Yeah, it is. In the last 10 years, we've found people were coming into emergency departments with elevated blood pressures without any other symptoms, and we were giving them drugs that were sometimes causing more complications than benefits. Now that we've started to become more aggressive about treating stroke, maintenance of blood pressure is important, because a decrease in blood pressure in a stroke patient can sometimes worsen the problem.
It's something we find every day. We have people sign into the ED all the time because their blood pressure is elevated, sometimes horribly elevated, but if they don't have end-organ changes, we don't necessarily need to put them on potent medications that could make us put them in the ICU.
Your other talk is on ophthalmological emergencies. What does that cover?
In EMS we just don't get all that much training in that area. There are a lot of things paramedics can recognize, and with the eyes there are things that may not seem so bad until you get an exam, but can actually be eye-threatening lesions or injuries.
The goal is to get people to recognize not only common eye emergencies, but also the uncommon ones that can result in identifying a lesion or condition that requires care in the emergency department that can save the eye. I've seen cases where hyphema, or blood in the anterior chamber of the eye, was missed. When you see something like that, it should increase your index of suspicion for more serious lesions.
We'll also review the anatomy and physiology and common conditions of the eye, just to give people a more detailed update than they can get in textbooks.
Beyond the show, you've been a vocal critic of the overuse of air resources in EMS. Do you see things improving there?
I think the number of flights is slowly going down, and field providers are starting to recognize the resource has sometimes been overused. I think the big area of abuse now is interfacility transfers. In Las Vegas, I routinely get helicopter patients flown in from out of the area who could easily have come by ground. We've concentrated pretty well on EMS, and it's starting to react, but in terms of the interfacility stuff, which is out of EMS' control, we're seeing a lot of it.
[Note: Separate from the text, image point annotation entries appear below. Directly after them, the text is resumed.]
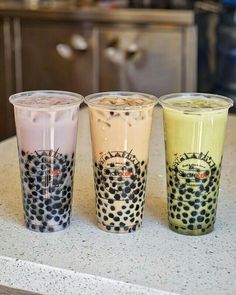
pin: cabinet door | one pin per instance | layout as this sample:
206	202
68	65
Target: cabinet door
145	60
57	56
7	127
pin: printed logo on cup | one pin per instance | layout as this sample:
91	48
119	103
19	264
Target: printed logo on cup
118	171
45	168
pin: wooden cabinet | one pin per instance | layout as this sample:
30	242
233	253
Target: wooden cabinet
94	50
7	80
57	55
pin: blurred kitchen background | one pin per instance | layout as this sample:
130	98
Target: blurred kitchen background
154	46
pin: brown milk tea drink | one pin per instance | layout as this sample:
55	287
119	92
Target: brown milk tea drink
46	127
194	139
120	124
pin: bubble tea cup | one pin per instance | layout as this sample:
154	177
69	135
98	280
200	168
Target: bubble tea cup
46	127
194	126
120	124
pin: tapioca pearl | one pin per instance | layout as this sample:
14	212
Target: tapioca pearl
32	211
39	217
194	213
117	197
132	220
113	208
131	206
105	218
108	227
61	211
54	212
56	218
110	201
64	225
111	215
33	206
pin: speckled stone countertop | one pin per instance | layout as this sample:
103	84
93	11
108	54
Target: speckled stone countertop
85	260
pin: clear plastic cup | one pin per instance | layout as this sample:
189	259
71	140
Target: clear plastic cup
120	124
46	127
194	126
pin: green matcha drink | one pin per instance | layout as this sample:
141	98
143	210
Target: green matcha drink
194	138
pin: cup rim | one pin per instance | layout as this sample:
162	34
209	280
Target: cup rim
163	102
78	99
91	99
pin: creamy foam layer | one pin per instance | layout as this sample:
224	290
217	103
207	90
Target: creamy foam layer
119	129
197	102
122	101
47	130
45	101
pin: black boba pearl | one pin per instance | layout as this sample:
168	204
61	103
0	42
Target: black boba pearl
56	206
41	211
105	218
127	190
111	190
200	218
41	228
33	206
192	220
39	217
117	197
48	202
56	218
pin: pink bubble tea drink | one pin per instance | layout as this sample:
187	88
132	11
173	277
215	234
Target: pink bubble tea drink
46	127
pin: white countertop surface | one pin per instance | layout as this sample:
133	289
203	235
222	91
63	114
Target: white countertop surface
85	260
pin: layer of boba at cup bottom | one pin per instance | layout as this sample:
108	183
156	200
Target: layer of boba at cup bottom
47	190
192	204
120	198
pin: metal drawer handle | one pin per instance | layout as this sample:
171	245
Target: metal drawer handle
64	50
79	43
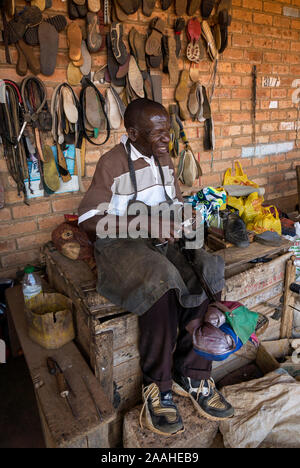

I think you're seeing more scrutiny from insurance companies and more scrutiny on paramedics for calling helicopters. There's been a push also to tie Medicare reimbursements for helicopter transports to the level of safety provided. Who knows how that will turn out, but we're getting the interest now--the federal government is getting interested, and the insurance companies have gotten interested. The word is out.
The mainstream press has picked it up as well. I was interviewed for an article about it for the July issue of Popular Mechanics, and have spoken quite a few times with local reporters. So the public is starting to question it. I'll be curious to see what kind of reaction the Popular Mechanics story has, because they have a pretty extensive readership.
Nobody wants to get rid of these resources. We just want them to be used appropriately.